The Department launched its undergraduate major in International Relations (IR) program in the Monsoon 2018 semester. As of Monsoon 2020, three batches have been admitted and the program is growing in terms of course offerings, areas covered, and student strength. If you are a prospective student, you may find this note on the program useful.
For anybody interested in world politics, IR as a discipline may appear to be a natural choice. At the Department of International Relations and Governance Studies at Shiv Nadar University, however, we do not take this for granted. Through the B.A. (Research) in IR program, we seek to actively nurture curiosities about different facets of world politics. Students can systematically probe enduring questions and acquire an exposure to relevant concepts, theories and practices. Illustrations of enduring questions include an active interest in scrutinizing the causes of war, the evolving nature of power, the pathways to conflict transformation, the changing character of diplomacy, the emergence of new actors and the weight of the residues of the past on the present. Students shall also be exposed to a wide conceptual repertoire – what is a ‘security dilemma’, why are some states termed as ‘failed’ or 'developmental', what is meant by the term ‘good governance’, when is power ‘fungible’ and how do race, class and gender intersect across the international-domestic continuum? At the Department, we also appreciate that theories are best tested in the crucible of actual practice.

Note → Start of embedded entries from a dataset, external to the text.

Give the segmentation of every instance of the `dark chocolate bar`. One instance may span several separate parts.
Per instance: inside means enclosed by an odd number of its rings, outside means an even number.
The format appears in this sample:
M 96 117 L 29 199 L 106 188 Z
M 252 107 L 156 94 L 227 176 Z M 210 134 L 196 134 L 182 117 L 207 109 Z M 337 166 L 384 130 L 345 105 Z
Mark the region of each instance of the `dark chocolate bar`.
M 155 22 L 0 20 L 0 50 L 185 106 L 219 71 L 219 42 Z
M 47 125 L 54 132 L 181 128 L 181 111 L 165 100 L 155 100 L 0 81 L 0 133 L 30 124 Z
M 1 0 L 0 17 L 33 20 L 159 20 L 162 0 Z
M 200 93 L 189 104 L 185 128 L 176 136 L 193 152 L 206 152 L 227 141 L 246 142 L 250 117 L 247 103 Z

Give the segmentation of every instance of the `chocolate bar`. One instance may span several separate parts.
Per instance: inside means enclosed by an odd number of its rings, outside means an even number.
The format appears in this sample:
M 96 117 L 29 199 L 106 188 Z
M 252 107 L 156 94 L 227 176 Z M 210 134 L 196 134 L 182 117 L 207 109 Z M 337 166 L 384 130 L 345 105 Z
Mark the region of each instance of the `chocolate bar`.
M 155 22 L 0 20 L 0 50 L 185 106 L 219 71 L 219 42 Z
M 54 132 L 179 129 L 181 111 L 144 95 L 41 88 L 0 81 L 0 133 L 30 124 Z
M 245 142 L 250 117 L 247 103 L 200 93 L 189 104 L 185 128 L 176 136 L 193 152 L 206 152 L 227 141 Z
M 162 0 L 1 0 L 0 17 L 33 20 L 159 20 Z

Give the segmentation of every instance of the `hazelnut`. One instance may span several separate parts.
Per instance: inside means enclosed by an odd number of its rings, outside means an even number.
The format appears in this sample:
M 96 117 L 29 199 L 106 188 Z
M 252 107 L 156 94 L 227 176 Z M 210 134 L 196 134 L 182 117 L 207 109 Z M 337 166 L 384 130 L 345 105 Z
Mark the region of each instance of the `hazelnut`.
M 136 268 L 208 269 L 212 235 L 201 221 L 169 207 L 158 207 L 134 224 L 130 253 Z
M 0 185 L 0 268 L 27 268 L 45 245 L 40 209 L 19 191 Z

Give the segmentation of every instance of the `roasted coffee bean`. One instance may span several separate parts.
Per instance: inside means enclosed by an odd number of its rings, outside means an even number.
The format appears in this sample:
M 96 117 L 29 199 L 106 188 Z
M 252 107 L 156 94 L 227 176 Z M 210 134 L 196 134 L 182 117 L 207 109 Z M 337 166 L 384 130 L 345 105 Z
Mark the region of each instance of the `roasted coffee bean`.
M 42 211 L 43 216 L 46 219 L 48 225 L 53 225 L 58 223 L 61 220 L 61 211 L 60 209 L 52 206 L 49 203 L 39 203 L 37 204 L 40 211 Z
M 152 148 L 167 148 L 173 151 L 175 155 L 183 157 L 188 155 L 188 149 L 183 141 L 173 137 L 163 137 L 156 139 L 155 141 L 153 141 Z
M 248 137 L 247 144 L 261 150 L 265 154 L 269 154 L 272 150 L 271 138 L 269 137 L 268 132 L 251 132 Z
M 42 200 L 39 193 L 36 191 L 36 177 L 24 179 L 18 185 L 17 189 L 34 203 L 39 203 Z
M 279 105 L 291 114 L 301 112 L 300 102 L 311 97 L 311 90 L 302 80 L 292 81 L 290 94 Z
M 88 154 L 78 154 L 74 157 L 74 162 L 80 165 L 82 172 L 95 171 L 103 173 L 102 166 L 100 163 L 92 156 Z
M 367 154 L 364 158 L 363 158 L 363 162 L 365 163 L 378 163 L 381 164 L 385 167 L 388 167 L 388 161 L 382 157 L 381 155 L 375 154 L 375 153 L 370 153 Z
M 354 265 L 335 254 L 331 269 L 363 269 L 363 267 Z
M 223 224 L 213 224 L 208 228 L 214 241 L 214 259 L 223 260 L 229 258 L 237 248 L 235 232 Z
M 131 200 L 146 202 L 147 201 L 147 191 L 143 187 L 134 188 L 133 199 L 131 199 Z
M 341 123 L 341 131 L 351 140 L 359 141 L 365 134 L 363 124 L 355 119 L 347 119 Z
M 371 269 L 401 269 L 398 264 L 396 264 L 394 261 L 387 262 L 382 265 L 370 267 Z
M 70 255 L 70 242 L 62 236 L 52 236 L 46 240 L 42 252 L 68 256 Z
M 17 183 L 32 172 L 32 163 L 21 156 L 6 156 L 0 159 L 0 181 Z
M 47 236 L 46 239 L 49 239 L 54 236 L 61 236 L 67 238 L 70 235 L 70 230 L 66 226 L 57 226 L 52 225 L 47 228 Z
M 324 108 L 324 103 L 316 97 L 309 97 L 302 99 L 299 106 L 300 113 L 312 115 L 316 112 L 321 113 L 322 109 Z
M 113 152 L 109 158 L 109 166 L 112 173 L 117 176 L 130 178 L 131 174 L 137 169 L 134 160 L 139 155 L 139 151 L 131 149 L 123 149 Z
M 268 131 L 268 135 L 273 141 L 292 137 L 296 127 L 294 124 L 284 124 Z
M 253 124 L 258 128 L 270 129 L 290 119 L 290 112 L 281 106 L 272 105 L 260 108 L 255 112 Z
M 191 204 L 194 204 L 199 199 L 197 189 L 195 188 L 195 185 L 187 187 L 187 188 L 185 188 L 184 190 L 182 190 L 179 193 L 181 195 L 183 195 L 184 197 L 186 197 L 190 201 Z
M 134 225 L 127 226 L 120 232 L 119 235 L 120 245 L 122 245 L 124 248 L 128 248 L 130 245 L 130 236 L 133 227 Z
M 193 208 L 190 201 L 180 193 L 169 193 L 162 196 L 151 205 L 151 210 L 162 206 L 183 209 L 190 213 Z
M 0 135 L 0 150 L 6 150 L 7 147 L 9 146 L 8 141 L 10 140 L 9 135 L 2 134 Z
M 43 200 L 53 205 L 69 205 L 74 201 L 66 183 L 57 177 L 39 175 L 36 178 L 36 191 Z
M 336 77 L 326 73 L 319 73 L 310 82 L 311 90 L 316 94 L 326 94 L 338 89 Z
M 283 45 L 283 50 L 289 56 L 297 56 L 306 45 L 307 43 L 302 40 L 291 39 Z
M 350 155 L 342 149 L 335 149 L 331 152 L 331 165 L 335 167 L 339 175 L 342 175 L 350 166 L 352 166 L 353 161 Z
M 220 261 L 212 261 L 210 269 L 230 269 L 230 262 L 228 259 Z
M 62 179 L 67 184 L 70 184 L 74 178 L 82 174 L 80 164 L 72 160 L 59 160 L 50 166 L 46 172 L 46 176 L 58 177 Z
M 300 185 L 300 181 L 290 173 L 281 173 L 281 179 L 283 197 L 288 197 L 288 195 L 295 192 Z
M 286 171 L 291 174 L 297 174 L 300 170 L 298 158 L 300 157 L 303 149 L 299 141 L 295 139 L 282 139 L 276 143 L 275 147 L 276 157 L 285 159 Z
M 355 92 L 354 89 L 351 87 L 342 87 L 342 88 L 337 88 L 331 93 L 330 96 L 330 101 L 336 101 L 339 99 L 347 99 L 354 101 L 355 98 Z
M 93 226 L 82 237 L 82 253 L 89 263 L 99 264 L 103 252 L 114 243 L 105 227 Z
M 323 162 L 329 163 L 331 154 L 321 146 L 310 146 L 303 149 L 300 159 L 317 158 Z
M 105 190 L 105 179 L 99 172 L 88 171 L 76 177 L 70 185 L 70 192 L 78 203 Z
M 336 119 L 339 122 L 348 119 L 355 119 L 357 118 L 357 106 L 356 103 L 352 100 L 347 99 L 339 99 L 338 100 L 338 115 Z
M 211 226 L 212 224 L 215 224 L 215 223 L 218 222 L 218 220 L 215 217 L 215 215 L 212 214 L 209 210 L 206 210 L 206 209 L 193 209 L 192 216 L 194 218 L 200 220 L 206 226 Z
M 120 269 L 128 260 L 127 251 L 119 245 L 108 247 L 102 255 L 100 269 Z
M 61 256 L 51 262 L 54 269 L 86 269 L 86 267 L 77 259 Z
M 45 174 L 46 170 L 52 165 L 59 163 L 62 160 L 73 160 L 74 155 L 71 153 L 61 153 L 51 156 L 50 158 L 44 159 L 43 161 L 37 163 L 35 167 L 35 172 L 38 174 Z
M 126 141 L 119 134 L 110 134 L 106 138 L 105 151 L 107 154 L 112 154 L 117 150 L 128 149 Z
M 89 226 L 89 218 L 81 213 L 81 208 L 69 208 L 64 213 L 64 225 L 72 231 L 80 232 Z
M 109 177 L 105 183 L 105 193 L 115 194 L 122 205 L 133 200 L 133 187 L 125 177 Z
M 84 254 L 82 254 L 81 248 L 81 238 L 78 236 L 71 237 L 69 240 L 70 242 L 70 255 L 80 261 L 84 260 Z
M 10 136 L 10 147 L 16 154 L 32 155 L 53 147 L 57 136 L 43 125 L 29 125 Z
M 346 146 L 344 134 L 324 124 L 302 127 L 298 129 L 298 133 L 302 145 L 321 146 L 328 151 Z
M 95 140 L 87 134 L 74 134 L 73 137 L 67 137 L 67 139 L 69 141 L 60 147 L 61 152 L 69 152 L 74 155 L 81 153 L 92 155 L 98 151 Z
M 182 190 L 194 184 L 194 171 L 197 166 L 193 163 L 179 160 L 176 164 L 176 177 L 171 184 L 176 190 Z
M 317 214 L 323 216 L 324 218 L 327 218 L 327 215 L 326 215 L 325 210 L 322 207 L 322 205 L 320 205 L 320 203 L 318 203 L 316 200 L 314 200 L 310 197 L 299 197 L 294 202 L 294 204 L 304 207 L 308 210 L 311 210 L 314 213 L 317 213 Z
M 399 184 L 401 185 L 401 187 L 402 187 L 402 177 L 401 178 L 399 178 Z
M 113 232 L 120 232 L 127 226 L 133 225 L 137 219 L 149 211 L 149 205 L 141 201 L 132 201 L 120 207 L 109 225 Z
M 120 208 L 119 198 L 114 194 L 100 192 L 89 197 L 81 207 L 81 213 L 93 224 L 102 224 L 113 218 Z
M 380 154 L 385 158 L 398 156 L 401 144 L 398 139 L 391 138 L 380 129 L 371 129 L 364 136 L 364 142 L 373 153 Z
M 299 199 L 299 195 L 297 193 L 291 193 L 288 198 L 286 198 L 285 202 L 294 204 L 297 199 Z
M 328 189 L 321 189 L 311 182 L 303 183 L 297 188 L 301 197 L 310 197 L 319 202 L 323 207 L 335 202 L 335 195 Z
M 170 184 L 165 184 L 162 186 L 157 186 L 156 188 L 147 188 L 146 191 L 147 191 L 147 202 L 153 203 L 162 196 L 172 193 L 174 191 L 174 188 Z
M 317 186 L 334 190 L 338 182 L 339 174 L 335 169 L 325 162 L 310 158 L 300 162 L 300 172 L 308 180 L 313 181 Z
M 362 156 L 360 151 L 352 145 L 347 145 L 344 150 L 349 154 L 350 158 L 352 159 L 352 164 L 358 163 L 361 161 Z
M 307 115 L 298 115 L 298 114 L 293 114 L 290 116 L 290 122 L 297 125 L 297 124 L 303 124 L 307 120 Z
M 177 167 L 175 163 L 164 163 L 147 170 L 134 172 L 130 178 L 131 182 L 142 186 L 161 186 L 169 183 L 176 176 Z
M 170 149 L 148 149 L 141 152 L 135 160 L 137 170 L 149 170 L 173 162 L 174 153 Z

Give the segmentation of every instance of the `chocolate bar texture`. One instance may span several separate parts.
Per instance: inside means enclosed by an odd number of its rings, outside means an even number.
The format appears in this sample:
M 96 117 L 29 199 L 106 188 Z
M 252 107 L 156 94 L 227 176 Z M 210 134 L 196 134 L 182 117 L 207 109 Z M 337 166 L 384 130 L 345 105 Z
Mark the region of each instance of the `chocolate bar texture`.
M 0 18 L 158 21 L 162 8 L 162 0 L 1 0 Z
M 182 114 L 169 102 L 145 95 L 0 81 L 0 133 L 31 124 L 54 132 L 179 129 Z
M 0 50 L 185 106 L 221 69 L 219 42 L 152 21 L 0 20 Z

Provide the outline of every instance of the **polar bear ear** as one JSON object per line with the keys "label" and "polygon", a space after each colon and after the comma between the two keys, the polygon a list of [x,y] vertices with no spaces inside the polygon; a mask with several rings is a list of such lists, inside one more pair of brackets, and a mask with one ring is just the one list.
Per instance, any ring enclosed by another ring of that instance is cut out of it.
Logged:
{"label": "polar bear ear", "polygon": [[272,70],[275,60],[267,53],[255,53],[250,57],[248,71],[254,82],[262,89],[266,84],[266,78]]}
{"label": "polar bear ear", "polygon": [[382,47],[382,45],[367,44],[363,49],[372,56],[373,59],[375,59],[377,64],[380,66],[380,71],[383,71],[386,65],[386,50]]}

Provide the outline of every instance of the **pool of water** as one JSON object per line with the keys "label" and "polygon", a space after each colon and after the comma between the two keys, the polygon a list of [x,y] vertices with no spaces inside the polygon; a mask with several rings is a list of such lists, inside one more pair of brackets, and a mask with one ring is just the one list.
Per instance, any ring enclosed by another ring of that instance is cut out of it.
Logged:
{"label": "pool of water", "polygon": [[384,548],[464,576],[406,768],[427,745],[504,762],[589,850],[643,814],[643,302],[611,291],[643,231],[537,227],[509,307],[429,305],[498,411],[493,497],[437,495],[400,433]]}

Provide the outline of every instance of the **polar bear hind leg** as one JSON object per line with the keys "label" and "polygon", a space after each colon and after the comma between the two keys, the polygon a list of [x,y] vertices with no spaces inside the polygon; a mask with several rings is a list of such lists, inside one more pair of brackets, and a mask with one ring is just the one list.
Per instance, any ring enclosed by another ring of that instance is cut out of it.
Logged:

Three dimensions contribute further to the uniqueness of the experience of learning IR on this programme. First, the courses we teach dovetail with the research preoccupations of our faculty members. We deeply value passing on research skills early on to our students. The last two semesters (fourth year) of the undergraduate program are devoted exclusively to researching and writing a dissertation. Second, there is considerable thought that has also gone into the philosophy of teaching international relations. We encourage the study of international relations in eclectic sites and are invested in reading visual archives, cinematic footage of world history, and world literature to decipher politics. Finally, inter-disciplinarity is part of our foundational ethos as we encourage students to enter into conversations with scholars from cognate disciplines to enrich their understanding of the world(s) we inhabit. All in all, we believe the study of international relations can be a genuinely creative enterprise – at its best, both engaging and illuminating.